Ground State of the Kagome Lattice Heisenberg Antiferromagnet

TL;DR

This paper uses series expansions to suggest that the ground state of the Kagome lattice Heisenberg antiferromagnet is a Valence Bond Crystal with a 36-site unit cell, characterized by specific energy and excitation properties.

Contribution

It provides a detailed series expansion analysis indicating the VBC ground state with a 36-site unit cell as the lowest energy configuration, with new insights into its structure and excitations.

Findings

Ground state is a Valence Bond Crystal with a 36-site unit cell.

Energy per site is approximately -0.433 J.
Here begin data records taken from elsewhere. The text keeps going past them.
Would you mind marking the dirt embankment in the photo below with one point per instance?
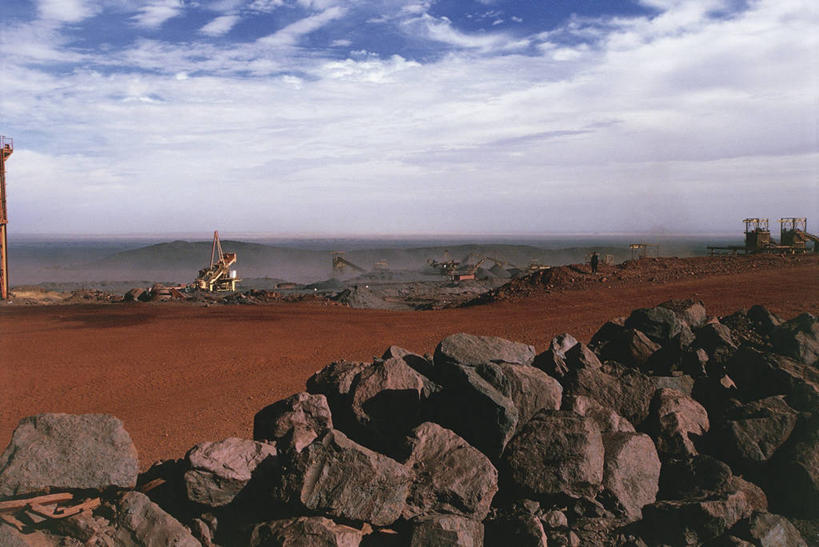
(181, 374)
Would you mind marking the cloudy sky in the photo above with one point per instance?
(408, 116)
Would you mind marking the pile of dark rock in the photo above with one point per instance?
(668, 428)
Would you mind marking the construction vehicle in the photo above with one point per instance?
(339, 263)
(793, 237)
(218, 277)
(467, 272)
(6, 149)
(446, 266)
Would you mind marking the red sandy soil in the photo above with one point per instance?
(181, 374)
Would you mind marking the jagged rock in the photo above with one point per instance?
(219, 471)
(562, 343)
(67, 451)
(631, 347)
(625, 390)
(695, 521)
(659, 324)
(690, 311)
(450, 475)
(581, 356)
(341, 478)
(551, 363)
(684, 384)
(764, 321)
(768, 530)
(758, 375)
(139, 521)
(750, 434)
(520, 530)
(676, 423)
(335, 380)
(607, 420)
(304, 532)
(471, 407)
(631, 471)
(422, 365)
(556, 453)
(387, 402)
(715, 336)
(441, 530)
(529, 388)
(470, 349)
(296, 420)
(798, 338)
(608, 332)
(793, 471)
(697, 476)
(694, 362)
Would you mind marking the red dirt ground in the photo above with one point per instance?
(180, 374)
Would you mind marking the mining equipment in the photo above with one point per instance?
(339, 263)
(446, 266)
(467, 272)
(641, 250)
(6, 148)
(218, 276)
(793, 237)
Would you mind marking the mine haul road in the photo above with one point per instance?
(180, 374)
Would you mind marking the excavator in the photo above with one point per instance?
(218, 276)
(339, 263)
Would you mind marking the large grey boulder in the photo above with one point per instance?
(446, 530)
(625, 390)
(220, 471)
(557, 453)
(529, 388)
(474, 409)
(296, 420)
(450, 476)
(387, 401)
(798, 338)
(688, 310)
(631, 472)
(607, 420)
(470, 349)
(68, 451)
(304, 532)
(677, 422)
(139, 521)
(768, 530)
(750, 434)
(343, 479)
(660, 324)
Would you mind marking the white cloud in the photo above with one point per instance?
(292, 33)
(220, 26)
(691, 122)
(154, 14)
(67, 11)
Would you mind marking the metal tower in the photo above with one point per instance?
(6, 148)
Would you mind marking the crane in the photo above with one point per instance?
(218, 276)
(6, 148)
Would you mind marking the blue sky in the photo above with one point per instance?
(396, 117)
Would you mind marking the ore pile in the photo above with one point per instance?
(668, 428)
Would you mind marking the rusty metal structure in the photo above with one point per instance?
(6, 149)
(793, 237)
(218, 276)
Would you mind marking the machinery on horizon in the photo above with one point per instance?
(339, 263)
(218, 277)
(6, 149)
(793, 237)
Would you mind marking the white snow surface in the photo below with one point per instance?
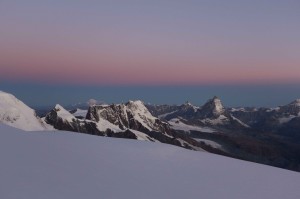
(222, 119)
(286, 119)
(70, 165)
(141, 114)
(80, 113)
(209, 142)
(14, 112)
(178, 125)
(63, 113)
(166, 114)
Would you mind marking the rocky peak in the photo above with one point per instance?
(212, 108)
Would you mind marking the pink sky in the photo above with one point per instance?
(159, 44)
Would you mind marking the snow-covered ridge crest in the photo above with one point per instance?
(15, 113)
(296, 103)
(218, 106)
(133, 115)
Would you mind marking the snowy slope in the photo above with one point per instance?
(68, 165)
(15, 113)
(80, 113)
(179, 125)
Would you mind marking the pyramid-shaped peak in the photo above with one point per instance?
(215, 105)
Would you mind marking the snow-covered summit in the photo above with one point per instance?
(212, 108)
(67, 165)
(15, 113)
(295, 103)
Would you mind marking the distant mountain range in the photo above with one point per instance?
(264, 135)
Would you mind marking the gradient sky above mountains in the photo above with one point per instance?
(155, 42)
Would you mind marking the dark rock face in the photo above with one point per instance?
(128, 117)
(264, 135)
(124, 116)
(75, 124)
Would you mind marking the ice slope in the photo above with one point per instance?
(64, 165)
(178, 125)
(15, 113)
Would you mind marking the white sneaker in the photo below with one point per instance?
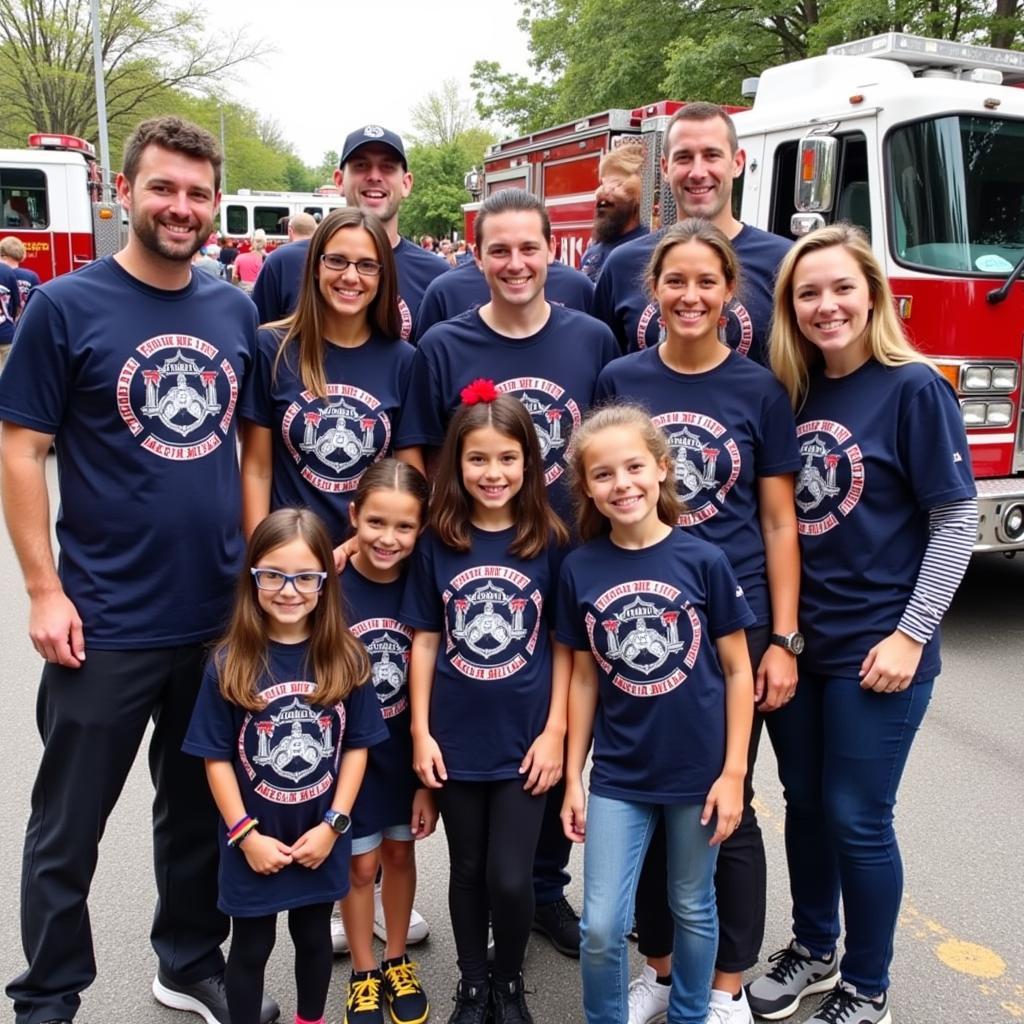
(339, 940)
(648, 999)
(723, 1009)
(418, 928)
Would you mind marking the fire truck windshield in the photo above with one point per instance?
(956, 194)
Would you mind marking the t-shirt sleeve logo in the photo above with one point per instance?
(290, 750)
(555, 416)
(333, 441)
(707, 461)
(492, 619)
(644, 636)
(177, 393)
(830, 480)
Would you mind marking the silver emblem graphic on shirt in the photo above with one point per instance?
(811, 483)
(487, 632)
(299, 751)
(182, 407)
(338, 445)
(642, 646)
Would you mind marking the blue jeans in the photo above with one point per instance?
(841, 755)
(617, 836)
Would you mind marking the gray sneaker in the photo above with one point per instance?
(794, 974)
(845, 1006)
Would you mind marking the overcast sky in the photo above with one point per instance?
(341, 66)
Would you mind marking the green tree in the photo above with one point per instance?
(438, 190)
(589, 55)
(148, 47)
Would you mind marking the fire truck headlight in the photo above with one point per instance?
(1004, 378)
(977, 378)
(998, 414)
(1012, 523)
(974, 414)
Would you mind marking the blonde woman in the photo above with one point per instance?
(887, 517)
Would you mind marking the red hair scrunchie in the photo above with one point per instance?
(479, 390)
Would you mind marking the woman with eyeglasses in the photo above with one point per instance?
(322, 402)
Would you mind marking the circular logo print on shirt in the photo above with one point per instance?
(333, 440)
(388, 643)
(644, 636)
(178, 395)
(555, 416)
(738, 328)
(707, 463)
(492, 621)
(291, 751)
(832, 478)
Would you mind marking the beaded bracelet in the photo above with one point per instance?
(241, 829)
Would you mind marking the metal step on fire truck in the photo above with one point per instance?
(921, 141)
(51, 197)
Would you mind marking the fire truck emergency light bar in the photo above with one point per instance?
(934, 52)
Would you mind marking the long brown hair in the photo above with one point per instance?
(452, 508)
(305, 326)
(337, 662)
(392, 474)
(590, 522)
(792, 355)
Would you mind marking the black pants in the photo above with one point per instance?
(550, 877)
(92, 721)
(740, 876)
(492, 829)
(252, 943)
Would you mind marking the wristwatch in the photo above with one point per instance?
(793, 642)
(339, 821)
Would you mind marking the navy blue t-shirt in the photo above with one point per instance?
(492, 689)
(879, 449)
(466, 288)
(139, 387)
(276, 290)
(286, 760)
(416, 269)
(622, 300)
(389, 784)
(552, 373)
(597, 252)
(726, 428)
(650, 619)
(322, 448)
(10, 303)
(27, 281)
Lowest-energy triplet excitations are dispersionless and confined.

Abstract

Using series expansions around the dimer limit, we show that the ground state of the Heisenberg Antiferromagnet on the Kagome Lattice appears to be a Valence Bond Crystal (VBC) with a 36-site unit cell, and an energy per site of $E/J=-0.433\pm0.001$. It is a honeycomb lattice of `perfect hexagons' as discussed by Nikolic and Senthil. The energy difference between the ground state and other ordered states with the maximum number of `perfect hexagons', such as a stripe-ordered state, is of order $0.001 J$. The energy of the 36-site system with periodic boundary conditions is further lowered by an amount of $0.005\pm 0.001 J$, consistent with Exact Diagonalization. Every unit cell of the VBC has two singlet states whose degeneracy is not lifted to $6th$ order in the expansion. We estimate this energy difference to be smaller than $0.001 J$. Two leading orders of perturbation theory find the lowest-energy triplet excitations to be dispersionless and confined to the `perfect hexagons'.